What is the inverse cumulative probability?

Answer

A

Allows you to use AUC of normal distribution to find the height where (3%) of boys are shorter.

Question 9

Q

How does P depend on the equation for X, where X= μ+Zσ?

Answer

A

Only through Z: this means that if change population via σ and μ, then P for the same value of Zσ away from μ (even though X itself will be different) is the same.

Question 10

Q

Significance of P only depending on μ and σ through Z?

Answer

A

Means that for Z of 1.96, P=0.975 i.e. 97.5%. This means that 2.5% of people have height >X, and also that 2.5% of people have height less than μ-Zσ. This means that 95% of people have height within μ±1.96σ. This is basis of Z scores!

Question 11

Q

Use of Z and μ and σ for quartiles?

Answer

A

For Z of 0.675, get P of 0.75 and therefore % within ZSDs of μ is (2*0.75)-1=0.5. The IQR is therefore (μ+0.675σ)-(μ-0.675σ) = 1.35σ.

Question 12

Q

Why is IQR better than range for estimating spread?

Answer

A

As IQR = 1.35σ for any sample, can estimate σ by dividing IQR by 1.35. However, for the range (maximum-minimum), 1.35 will no longer be a constant but depends on sample size (expected range will be bigger from sample of 1000 rather than sample of 10).
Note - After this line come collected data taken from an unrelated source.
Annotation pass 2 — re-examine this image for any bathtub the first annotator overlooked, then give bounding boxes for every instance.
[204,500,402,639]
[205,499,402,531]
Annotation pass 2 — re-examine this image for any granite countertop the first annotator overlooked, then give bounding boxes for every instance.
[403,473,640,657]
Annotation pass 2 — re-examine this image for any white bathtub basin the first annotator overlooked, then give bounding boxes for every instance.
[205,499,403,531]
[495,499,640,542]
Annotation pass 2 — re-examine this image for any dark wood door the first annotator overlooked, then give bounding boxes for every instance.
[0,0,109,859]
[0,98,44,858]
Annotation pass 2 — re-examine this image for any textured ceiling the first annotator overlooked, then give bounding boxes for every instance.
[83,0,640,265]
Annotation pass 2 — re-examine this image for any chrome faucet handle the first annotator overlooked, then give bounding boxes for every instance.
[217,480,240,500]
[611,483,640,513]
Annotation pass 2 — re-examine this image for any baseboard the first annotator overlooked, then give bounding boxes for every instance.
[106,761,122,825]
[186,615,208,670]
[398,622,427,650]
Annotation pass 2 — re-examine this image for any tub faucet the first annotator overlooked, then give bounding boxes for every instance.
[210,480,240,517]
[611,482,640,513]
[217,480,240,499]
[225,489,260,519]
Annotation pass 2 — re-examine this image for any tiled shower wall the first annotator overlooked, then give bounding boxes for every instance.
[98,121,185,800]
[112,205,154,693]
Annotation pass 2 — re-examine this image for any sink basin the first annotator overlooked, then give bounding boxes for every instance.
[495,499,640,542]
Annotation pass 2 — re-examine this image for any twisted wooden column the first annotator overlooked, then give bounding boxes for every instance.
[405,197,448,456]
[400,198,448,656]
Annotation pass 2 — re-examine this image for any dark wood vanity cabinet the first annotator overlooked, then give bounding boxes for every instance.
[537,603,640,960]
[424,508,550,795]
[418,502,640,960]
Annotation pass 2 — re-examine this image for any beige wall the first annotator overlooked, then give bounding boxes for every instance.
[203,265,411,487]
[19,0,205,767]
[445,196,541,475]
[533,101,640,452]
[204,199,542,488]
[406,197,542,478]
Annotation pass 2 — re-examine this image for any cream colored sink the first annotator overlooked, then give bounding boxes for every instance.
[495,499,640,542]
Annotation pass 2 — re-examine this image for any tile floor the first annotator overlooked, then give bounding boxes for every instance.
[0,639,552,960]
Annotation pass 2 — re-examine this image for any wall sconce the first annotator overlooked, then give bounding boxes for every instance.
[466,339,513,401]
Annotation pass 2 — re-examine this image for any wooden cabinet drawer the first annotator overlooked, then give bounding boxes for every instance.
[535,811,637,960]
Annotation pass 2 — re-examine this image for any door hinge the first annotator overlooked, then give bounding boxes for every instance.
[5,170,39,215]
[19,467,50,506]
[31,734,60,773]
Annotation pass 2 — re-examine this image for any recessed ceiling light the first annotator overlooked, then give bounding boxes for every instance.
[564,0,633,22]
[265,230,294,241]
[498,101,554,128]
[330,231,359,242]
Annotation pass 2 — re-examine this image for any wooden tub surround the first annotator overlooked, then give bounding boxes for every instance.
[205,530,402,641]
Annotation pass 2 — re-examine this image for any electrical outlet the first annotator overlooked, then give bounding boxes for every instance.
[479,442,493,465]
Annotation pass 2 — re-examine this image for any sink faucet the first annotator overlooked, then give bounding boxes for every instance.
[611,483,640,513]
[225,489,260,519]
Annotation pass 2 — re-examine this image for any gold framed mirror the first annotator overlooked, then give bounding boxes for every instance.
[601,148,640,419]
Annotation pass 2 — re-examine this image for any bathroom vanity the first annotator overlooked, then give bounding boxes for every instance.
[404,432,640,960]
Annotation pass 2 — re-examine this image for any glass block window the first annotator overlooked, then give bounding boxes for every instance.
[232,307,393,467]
This means that the range not only reflects the spread of a sample, but also the sample size and so is not good for estimating population spread.

Question 13

Q

Sample means, normality and sample size?

Answer

A

Even for skewed data, sample means are often normally distributed. Become closer to normal as sample size increases.

Question 14

Q

Using Z score to estimate third centile of a population?

Answer

A

Do m-1.88s; gives you proportion where 3% are lower. This is because get P of 0.97 so (P*2)-1=0.94 (3 either side). Only works if normal! But gives you the precision of counting a much larger sample.

Question 15

Q

Assuming normality for data that can only be positive?

Answer

A

Can be a problem; want negative values in this situation to have low probablity (1-5%). As 16% of a population falls below μ-σ, but only 2.5% below μ-2σ, then if estimated mean (m) is below estimated SD (s), normal probably inappropriate. As m becomes ~2* s, becomes okay, as low probability of negative values.

Question 16

Q

Assessing normality using histogram (and alternative)?

Answer

A

Good premise but problem is that small samples even when drawn from normal population may not look normal. Alternative is to use normal probability plot. Works on the premise that as draw more individual values from a normal population and arrange in order, there will be clustering of values near μ. Normal probability plot uses expected values and will get ~straight line.

Question 17

Q

Median for an even sample?

Answer

A

Take as halfway between the two middle values.